SPP’s seven different transmission planning processes “makes for an interesting mix of different ways to solve difficult transmission challenges,” staff said of the stakeholder team re-engineering the processes during last week’s Seams Steering Committee.
“None [of the seven] are perfect, and [they] will benefit from continual improvement,” communications strategist Russell Carey said.
Enter then, the Strategic and Creative Re-engineering of Integrated Planning Team (SCRIPT), which will analyze the interconnected processes and applicable cost-allocation methods. The team will also consider and evaluate options to strategically re-engineer those processes, delivering a final report with high-level recommendations to the Board of Directors and Members Committee next October. (See “SPC Takes Look at Tx Planning,” SPP Briefs: Week of Aug. 31, 2020.)
The recommendations are expected to consolidate the processes, improve responsiveness and certainty, reduce dependence on interconnection queue-driven analyses, improve decision quality, facilitate beneficial exports and improve cost-sharing.

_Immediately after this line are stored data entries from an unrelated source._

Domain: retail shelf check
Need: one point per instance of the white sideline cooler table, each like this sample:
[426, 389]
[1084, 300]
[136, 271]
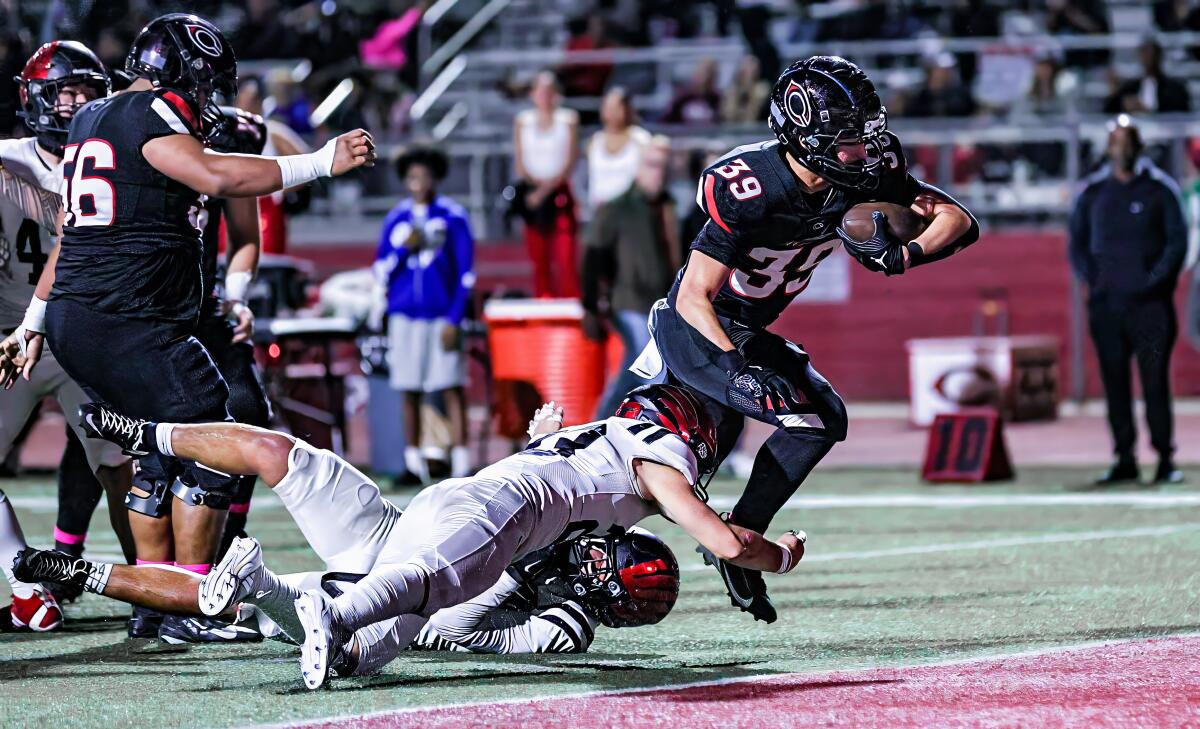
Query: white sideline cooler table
[1017, 374]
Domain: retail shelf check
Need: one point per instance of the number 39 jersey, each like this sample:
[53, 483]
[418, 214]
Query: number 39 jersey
[29, 208]
[765, 227]
[130, 241]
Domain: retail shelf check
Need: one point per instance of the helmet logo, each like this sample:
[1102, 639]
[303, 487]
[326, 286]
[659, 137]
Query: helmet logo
[205, 40]
[797, 104]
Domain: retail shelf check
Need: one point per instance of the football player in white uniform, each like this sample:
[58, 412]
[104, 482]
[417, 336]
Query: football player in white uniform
[456, 537]
[57, 80]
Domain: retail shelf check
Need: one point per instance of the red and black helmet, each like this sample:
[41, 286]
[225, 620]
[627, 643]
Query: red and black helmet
[678, 410]
[189, 54]
[55, 65]
[625, 579]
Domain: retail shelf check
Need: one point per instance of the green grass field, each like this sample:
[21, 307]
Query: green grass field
[897, 573]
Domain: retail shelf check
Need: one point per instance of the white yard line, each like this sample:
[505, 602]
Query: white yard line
[1042, 538]
[353, 720]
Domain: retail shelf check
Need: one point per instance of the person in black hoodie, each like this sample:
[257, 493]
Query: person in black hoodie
[1128, 240]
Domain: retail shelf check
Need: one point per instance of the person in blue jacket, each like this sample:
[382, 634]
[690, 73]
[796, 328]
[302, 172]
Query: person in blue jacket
[425, 265]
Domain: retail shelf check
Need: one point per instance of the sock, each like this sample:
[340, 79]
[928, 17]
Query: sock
[11, 542]
[460, 462]
[415, 463]
[161, 437]
[202, 570]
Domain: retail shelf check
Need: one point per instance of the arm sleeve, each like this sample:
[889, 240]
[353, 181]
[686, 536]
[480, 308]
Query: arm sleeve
[564, 628]
[1079, 243]
[465, 269]
[1175, 249]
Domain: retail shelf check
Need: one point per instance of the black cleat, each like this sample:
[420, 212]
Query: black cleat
[745, 588]
[1168, 474]
[1121, 471]
[48, 566]
[178, 628]
[144, 622]
[131, 434]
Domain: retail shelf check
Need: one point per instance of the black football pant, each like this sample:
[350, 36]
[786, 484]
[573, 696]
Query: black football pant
[1144, 331]
[803, 437]
[147, 369]
[247, 403]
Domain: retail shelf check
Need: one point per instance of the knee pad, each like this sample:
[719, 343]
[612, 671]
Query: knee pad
[157, 500]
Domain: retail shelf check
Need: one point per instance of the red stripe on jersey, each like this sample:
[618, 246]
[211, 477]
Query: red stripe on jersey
[711, 203]
[183, 107]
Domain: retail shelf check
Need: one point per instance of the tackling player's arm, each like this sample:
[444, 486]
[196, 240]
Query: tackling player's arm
[184, 158]
[245, 245]
[742, 547]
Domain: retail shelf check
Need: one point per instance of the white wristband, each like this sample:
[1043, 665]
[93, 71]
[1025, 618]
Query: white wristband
[785, 565]
[35, 315]
[303, 169]
[237, 284]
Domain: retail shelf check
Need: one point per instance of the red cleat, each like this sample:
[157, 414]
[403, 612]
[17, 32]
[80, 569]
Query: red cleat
[39, 613]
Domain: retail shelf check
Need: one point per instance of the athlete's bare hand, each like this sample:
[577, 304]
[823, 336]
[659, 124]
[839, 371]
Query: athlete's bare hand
[354, 150]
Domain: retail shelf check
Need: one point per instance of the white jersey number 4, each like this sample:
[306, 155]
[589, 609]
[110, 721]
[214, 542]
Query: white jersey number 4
[97, 192]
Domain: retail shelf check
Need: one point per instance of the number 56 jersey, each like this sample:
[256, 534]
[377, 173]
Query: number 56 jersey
[772, 233]
[130, 241]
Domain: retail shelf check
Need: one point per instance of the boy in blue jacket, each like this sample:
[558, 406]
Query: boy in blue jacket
[425, 265]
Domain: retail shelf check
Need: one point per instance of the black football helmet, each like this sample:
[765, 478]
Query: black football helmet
[821, 103]
[678, 410]
[55, 65]
[625, 579]
[186, 53]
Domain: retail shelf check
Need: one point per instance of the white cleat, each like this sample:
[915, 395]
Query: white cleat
[231, 579]
[323, 644]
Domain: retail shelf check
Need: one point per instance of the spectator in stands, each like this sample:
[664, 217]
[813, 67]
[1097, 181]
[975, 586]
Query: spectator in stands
[630, 258]
[1153, 92]
[699, 102]
[425, 265]
[545, 142]
[943, 94]
[1128, 240]
[588, 78]
[615, 151]
[745, 98]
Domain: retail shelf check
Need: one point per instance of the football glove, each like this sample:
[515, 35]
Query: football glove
[754, 387]
[882, 252]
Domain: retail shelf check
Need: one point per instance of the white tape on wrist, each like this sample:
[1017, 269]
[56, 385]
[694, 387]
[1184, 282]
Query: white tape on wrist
[35, 315]
[303, 169]
[237, 284]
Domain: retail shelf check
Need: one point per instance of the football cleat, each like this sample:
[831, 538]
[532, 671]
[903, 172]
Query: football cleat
[178, 628]
[39, 613]
[144, 622]
[100, 422]
[324, 643]
[231, 579]
[745, 588]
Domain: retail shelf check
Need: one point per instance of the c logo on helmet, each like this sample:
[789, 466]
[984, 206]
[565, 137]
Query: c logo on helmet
[205, 40]
[797, 104]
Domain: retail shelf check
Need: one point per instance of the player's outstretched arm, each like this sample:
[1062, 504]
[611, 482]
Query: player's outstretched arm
[183, 158]
[742, 547]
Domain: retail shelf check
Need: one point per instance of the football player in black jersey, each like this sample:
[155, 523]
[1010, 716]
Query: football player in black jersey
[774, 211]
[125, 285]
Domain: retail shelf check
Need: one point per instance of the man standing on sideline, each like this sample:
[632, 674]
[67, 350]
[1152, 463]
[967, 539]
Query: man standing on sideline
[631, 253]
[1128, 240]
[425, 265]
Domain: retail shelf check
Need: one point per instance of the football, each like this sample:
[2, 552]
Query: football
[903, 222]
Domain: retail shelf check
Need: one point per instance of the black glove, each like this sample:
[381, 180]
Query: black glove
[754, 387]
[882, 252]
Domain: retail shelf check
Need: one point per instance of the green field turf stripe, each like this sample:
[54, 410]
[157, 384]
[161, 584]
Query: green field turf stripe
[978, 500]
[1043, 538]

SPP’s planning processes are either stakeholder-driven and member-funded (Integrated Transmission Planning, high priority, balanced portfolio and interregional projects) or customer-initiated and funded (transmission services, generation interconnection service and sponsored upgrades). Costs can be allocated through the RTO’s highway/byway methodology, sometimes subject to a safe-harbor limit, or directly assigned.
“A lot has changed since those processes were implemented,” Carey said, noting wind energy’s growth and the need to export its excess as one example. “We might need to see some efficient structures developed for exports.
“We have all these studies running in parallel. Sometimes, they’re looking at similar solutions to accomplish different goals. That has created uncertainty around the long-term viability of some of those projects,” he said.”
As if to add emphasis to Carey’s comments, SPP upped its record for wind energy with a new peak of 18,442 MW Nov. 14 at 6:20 p.m. The previous mark of 18,343 MW was set in July.
The SCRIPT will add sub-teams in early 2021 to begin digging into the different proposals.
One of stakeholders’ chief concerns is the backlog of interconnection requests. Staff said the queue might not be cleared of old requests until 2023 or 2024.
“More needs to be done to address our current backlog,” Carey said.
David Kelley, SPP’s director of seams and Tariff services, said staff are working on a separate strategy to reduce and “eventually eliminate” the queue’s backlog.
“We’re doing that in parallel with what the SCRIPT is already working on,” he said. “We’re hoping to bring something to the January round of meetings.”
Tx Study Briefing for SPP, MISO Stakeholders
SPP staff said they have been meeting with MISO, SPP to Conduct Targeted Transmission Study.)
The effort, which has been described as a “vehicle” offering a different approach than previous joint transmission studies, will begin in earnest with a joint stakeholder briefing on Dec. 11. The RTOs have conducted four joint studies in six years but have yet to agree on a single interregional project.
“It’s fully intended to be a project that results in meaningful [transmission] projects,” Kelley said.
The RTOs’ state regulators are also working on seams issues, but they’re “kind of in a waiting pattern right now,” said Adam McKinnie, an economist with the Missouri Public Service Commission.
The Seams Liaison Committee — comprising regulators from SPP’s Regional State Committee and the Organization of MISO States — met Nov. 9. OMS members came with a prioritized list of recommendations, but the RSC was “not quite there with their list,” McKinnie said.
The committee canceled a scheduled December meeting and will get together again in January.
M2M Settlements Crack $100M Barrier
A monthly record of $7.19 million in market-to-market (M2M) settlements with MISO in September pushed the accrued amount due to SPP to $102.57 million.
More than three dozen temporary flowgates were binding for 951 hours during the month, accounting for $6.16 million of the settlements. Permanent flowgates bound for 216 hours.
Staff attributed the record settlements to increased loading caused by outages, high winds and a lack of cheap fast-ramping generation, resulting in high shadow prices.
It was the 11th month in the last 12 and the 50th overall in 67 months since the RTOs began the M2M process in March 2015.